Peter shook his head. Be he fool or madman, he’d gladly stay this way, if only to be near her—her, who was supposed to be lost to him forever. “I love you,” he repeated the last words he had ever spoken to her.
She grinned, and he could tell her familiar impishness was back in full force as she began to play with the loose, decidedly non-clerical collar of his shirt. “I can’t believe you gave me last rites.”
Another time, Peter might have defended himself by claiming he was following Father Mac’s orders, or he thought he was doing right, but he knew she needed no answer from him. He knew it when she looked up in his face and all laughter fading from expression, spoke words he never thought he’d hear from her. “I love you, Peter.”
He knew it was no illusion. He sought her mouth with his own and felt eternity begin.
~*~
Dr.
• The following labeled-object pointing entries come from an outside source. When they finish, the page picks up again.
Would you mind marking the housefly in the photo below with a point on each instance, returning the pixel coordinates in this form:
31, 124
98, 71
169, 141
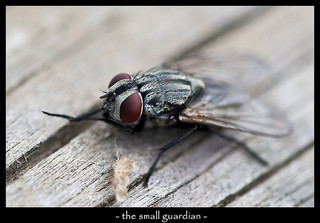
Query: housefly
195, 91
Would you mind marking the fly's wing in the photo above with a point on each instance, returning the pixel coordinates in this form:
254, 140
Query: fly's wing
246, 69
223, 105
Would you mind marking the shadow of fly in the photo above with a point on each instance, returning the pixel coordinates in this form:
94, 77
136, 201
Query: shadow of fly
197, 92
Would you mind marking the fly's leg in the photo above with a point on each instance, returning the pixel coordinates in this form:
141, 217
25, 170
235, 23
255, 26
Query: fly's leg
79, 118
106, 119
164, 149
243, 146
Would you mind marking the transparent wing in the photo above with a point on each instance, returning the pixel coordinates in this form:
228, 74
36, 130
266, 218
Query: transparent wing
223, 102
223, 105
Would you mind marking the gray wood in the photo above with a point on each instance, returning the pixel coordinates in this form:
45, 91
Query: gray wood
52, 163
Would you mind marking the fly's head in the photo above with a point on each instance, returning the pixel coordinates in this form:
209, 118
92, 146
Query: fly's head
123, 101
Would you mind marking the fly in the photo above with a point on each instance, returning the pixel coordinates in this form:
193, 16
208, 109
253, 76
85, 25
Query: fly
177, 93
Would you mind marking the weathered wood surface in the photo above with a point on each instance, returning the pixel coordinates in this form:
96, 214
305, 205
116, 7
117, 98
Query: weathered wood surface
59, 57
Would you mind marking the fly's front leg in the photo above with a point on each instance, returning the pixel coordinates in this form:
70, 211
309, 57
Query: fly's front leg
164, 149
79, 118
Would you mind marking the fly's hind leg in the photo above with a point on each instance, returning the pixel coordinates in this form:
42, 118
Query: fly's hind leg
164, 149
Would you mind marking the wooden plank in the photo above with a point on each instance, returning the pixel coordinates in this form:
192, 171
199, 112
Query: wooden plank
79, 173
291, 186
214, 175
119, 39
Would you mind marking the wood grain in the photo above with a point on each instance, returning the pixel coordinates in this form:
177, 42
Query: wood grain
61, 56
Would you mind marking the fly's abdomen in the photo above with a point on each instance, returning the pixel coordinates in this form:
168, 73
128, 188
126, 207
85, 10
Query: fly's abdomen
165, 90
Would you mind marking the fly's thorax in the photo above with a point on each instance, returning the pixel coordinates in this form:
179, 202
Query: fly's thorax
163, 91
123, 100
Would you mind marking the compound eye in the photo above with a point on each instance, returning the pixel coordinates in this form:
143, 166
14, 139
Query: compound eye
130, 109
119, 77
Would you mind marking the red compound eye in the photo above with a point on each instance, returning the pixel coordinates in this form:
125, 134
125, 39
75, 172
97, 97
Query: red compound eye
119, 77
130, 109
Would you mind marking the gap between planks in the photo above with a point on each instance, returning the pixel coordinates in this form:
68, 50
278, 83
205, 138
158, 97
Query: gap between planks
71, 130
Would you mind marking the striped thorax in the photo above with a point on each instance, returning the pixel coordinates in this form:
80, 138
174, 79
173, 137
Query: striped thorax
156, 94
Michael Ryan felt his heart give way as he reached the bottom of the steep hill on the north side of Ballykissangel and saw the figure lying before him. “What happened here?” he forced out through gritted teeth, relying on all his years of clinical detachment.
Ambrose Egan looked up at him, not even making an attempt to stop the tears flowing freely down his face. “He…we think, he…he lost his footing in the storm and couldn’t stop himself, and he…”
Michael didn’t need to hear the rest. He knelt down over the lifeless form prepared to do his duty and come to a conclusion about the time of death. He rolled the corpse over and was surprised to see that Father Peter Clifford seemed to smile even in death.
“Maybe Assumpta Fitzgerald went to heaven after all,” he speculated and went quietly about his work.